Há 40 anos a taxa de mortalidade infantil era de 26 para cada mil nascimentos. Hoje essa taxa é 10 vezes inferior e uma das mais baixas do mundo. Antes do 25 de Abril apenas um terço dos portugueses tinha entrado num hospital. A esperança média vida é agora 10 anos superior à média registada há 40 anos atrás e uma das mais elevadas da Europa.

Apesar do desinvestimento recente na saúde, Portugal tem hoje profissionais de saúde muito qualificados de norte a sul do país, ao serviço do cidadão comum, independentemente do seu estatuto social. Em quase todas as áreas da saúde Portugal possui equipamento e pessoas capazes de realizar terapias com as técnicas mais modernas.

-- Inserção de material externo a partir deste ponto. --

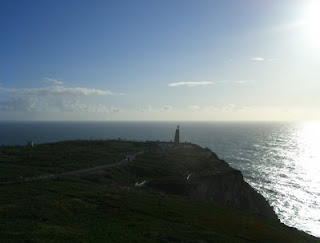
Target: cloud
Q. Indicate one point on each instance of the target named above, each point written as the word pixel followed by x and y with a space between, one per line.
pixel 190 84
pixel 193 107
pixel 60 90
pixel 146 108
pixel 54 98
pixel 53 81
pixel 257 59
pixel 166 108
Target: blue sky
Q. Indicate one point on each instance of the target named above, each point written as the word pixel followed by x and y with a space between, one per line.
pixel 159 60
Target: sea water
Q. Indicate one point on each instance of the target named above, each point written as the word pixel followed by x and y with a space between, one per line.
pixel 280 160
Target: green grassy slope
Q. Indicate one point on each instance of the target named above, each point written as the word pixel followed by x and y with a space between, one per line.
pixel 105 206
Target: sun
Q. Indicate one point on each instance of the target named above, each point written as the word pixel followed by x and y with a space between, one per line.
pixel 312 22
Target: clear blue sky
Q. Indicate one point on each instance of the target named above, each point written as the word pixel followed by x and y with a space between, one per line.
pixel 159 60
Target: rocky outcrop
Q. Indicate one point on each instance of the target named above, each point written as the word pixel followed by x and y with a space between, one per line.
pixel 229 188
pixel 212 179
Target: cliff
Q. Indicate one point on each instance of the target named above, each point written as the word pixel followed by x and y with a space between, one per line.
pixel 201 175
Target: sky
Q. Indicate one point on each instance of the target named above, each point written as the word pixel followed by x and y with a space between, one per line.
pixel 193 60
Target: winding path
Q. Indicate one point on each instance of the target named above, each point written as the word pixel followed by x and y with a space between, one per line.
pixel 127 159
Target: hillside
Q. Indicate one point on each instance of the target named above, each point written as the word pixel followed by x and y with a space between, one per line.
pixel 175 194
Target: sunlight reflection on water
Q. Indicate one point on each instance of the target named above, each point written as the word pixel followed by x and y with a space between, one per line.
pixel 288 175
pixel 281 160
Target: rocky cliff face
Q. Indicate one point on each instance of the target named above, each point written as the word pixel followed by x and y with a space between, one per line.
pixel 229 188
pixel 211 179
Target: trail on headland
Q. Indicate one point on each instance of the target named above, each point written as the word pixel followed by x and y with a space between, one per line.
pixel 128 158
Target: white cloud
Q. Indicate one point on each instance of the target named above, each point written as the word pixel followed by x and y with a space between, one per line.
pixel 146 108
pixel 166 108
pixel 55 98
pixel 60 90
pixel 53 81
pixel 193 107
pixel 258 59
pixel 190 84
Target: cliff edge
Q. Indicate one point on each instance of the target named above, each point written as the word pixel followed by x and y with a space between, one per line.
pixel 199 174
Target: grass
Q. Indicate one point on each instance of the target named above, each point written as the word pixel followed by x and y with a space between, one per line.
pixel 106 206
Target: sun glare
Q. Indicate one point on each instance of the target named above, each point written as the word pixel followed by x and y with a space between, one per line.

Portugal tem hoje centros de referência mundial em áreas da medicina nuclear ou da neurologia. Temos investigadores saídos do serviço público que criaram aplicações médicas de alta tecnologia, como os óculos para fala assistida da LusoVU, recorrendo a tecnologias com origem na física nuclear ou na astrofísica.

Esta evolução era impensável há 40 anos atrás, num país então mal equipado, com hospitais vetustos e com uma taxa terceiro-mundista de número de pacientes por médico.

A visão de António Arnaut, de Mário Mendes e de todos aqueles que há 40 anos ousaram pensar que a saúde era um bem universal, implementando o Serviço Nacional de Saúde, gerou benefícios incalculáveis para o país, colocando Portugal com níveis de bem-estar em certas áreas acima de alguns dos países mais desenvolvidos do mundo.

São resultados cabais que o lobby da saúde privada não consegue negar.